Internet Backbone Index

Jack Rickard jack.rickard at boardwatch.com
Fri Jun 27 22:06:15 UTC 1997


I don't think I'm missing it.  I think I'm disagreeing with it in as nice
and nonconfrontational a way as I can given the crappy personality I have
to work from.  Splitting hairs from here to infinity on what "network"
means and what the world wide web is departs rather widely from my mission
here, so I'm giving it short shrift.  If you don't know how ping and
traceroute vary from data flows, I can't help much there either.  

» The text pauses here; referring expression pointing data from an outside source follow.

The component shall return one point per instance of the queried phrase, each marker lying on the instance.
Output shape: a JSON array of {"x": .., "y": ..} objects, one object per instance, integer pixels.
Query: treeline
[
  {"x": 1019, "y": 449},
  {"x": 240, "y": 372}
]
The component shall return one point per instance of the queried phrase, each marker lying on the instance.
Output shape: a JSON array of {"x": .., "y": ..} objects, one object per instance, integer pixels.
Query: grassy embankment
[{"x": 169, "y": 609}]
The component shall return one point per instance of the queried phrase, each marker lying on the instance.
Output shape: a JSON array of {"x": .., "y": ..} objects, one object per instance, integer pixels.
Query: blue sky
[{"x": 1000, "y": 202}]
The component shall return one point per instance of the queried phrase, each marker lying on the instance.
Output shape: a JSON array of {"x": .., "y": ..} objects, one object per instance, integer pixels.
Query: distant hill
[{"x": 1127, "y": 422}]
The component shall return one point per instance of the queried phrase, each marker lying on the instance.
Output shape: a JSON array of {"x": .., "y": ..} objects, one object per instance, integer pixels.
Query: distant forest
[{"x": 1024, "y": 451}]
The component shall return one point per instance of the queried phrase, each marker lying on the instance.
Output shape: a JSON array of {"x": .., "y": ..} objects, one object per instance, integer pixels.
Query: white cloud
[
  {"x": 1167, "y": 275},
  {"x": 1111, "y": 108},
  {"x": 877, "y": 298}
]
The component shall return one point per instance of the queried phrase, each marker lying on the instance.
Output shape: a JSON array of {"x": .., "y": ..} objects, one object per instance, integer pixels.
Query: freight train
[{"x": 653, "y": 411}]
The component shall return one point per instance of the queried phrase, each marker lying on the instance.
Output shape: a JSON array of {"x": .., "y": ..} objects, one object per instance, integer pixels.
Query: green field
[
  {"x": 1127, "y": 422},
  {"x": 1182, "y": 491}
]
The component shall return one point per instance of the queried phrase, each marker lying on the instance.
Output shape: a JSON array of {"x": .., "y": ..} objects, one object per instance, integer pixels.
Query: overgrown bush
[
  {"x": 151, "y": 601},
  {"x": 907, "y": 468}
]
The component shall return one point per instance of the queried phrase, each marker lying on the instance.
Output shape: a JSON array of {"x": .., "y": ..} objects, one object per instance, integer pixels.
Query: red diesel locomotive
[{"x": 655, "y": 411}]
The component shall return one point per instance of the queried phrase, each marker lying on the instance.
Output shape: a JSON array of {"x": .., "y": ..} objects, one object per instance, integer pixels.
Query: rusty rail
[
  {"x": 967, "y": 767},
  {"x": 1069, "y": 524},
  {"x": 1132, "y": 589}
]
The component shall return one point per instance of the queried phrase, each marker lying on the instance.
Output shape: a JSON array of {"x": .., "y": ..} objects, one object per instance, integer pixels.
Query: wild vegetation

If you want to draw a line of demarcation between a network and its
performance, and a web server and its performance, you're free to do so.  I
just probably won't buy into it.

On the actual concept that changing all the web servers will move the
numbers: It might.  It might not.  I would probably bet at this point that
there will be a lot of that going on among the non-moron crowd.  I'm kind
of hoping for it anyway.  And then we'll see if the numbers move.  My sense
is that they will move some, and not as much as most seem to think.  But
it's true it could go the other way and be dramatic.  I'm open to whatever
results derive.  

Jack Rickard

----------
> From: Justin W. Newton <justin at priori.net>
> To: Jack Rickard <jack.rickard at boardwatch.com>; Stan Barber
<sob at academ.com>; vaden at texoma.net; SEAN at SDG.DRA.COM; nanog at merit.edu
> Subject: Re: Internet Backbone Index
> Date: Friday, June 27, 1997 2:50 PM
> 
> 
> Jack,
> 	I believe that you are missing the point that measuring web server
> response time is /not/ the equivalent of measuring backbone performance.
> 
> 
> At 12:45 PM 6/27/97 -0600, Jack Rickard wrote:
> >They could be.  The attempt is to factor that out.  ALL measuring agents
> >applied to ALL the backbones.  And all contributed more or less equally
to
> >the end numbers.  If a particular agent ran on a Commodore 64 with a
kluged
> >copy of KA9Q, and another agent ran on an Sun Solaris, both results
would
> >go into the result pile for all 29 measured networks.   The net effect
> >would be that the flaw would be in our "footprint" from which the
> >measurements were taken.  This footprint can only be a rough
approximation
> >of end user distribution anyway. It would affect absolute values
relative
> >to zero, but the relative indexes between networks should not be
affected. 
> >Since we're looking at the relative relationship primarily, it wouldn't
> >appear important.
> >
> >
> >Jack Rickard
> >----------
> >> From: Stan Barber <sob at academ.com>
> >> To: Justin W. Newton <justin at priori.net>; Larry Vaden
<vaden at texoma.net>;
> >Sean Donelan <SEAN at SDG.DRA.COM>; nanog at merit.edu
> >> Subject: Re: Internet Backbone Index
> >> Date: Friday, June 27, 1997 1:54 PM
> >> 
> >> Justin writes:
> >> > ObAboutTopic:  This is possibly the most flawed study on the planet.
> >> > Remind me to get a fast web server.  (And to think, we were going to
> >put
> >> > our web server in our office, behind a T-1, instead of in real
estate
> >near
> >> > where the real bandwidth is that could be used for customers.).  
> >> 
> >> There are many studies more flawed. Consider some of the studies that
> >> the Tobacco Institute has released over the years about the affects of
> >> smoking.
> >> 
> >> Concerning Internet performance, there have always been a variety of
ways
> >> of measuring it. It all depends on what you are really trying to
measure.
> >> The Keynote study is attempting to measure something to which the
average
> >
> >> Internet user (not engineers) can relate.  However, There are also
> >clearly 
> >> the possibility of artifacts in the data because of the testing
machine's
> >
> >> TCP stack or other issues (Vern Paxson has covered these issues at
NANOG 
> >> and IETF meetings over the last few years). Checking their web site,
> >their 
> >> software appears to run on top of the TCP stacks of many systems, so
the 
> >> known artifacts of some of these platforms could be an issue.
> >> 
> >> -- 
> >> Stan   | Academ Consulting Services        |internet: sob at academ.com
> >> Olan   | For more info on academ, see this |uucp:
> >{mcsun|amdahl}!academ!sob
> >> Barber | URL- http://www.academ.com/academ |Opinions expressed are
only
> >mine.
> >
> >
> 
> *********************************************************
> Justin W. Newton                  voice: +1-415-482-2840 	
> Senior Network Architect            fax: +1-415-482-2844
> PRIORI NETWORKS, INC.              http://www.priori.net
> Director At Large, ISP/C           http://www.ispc.org
> "The People You Know.  The People You Trust."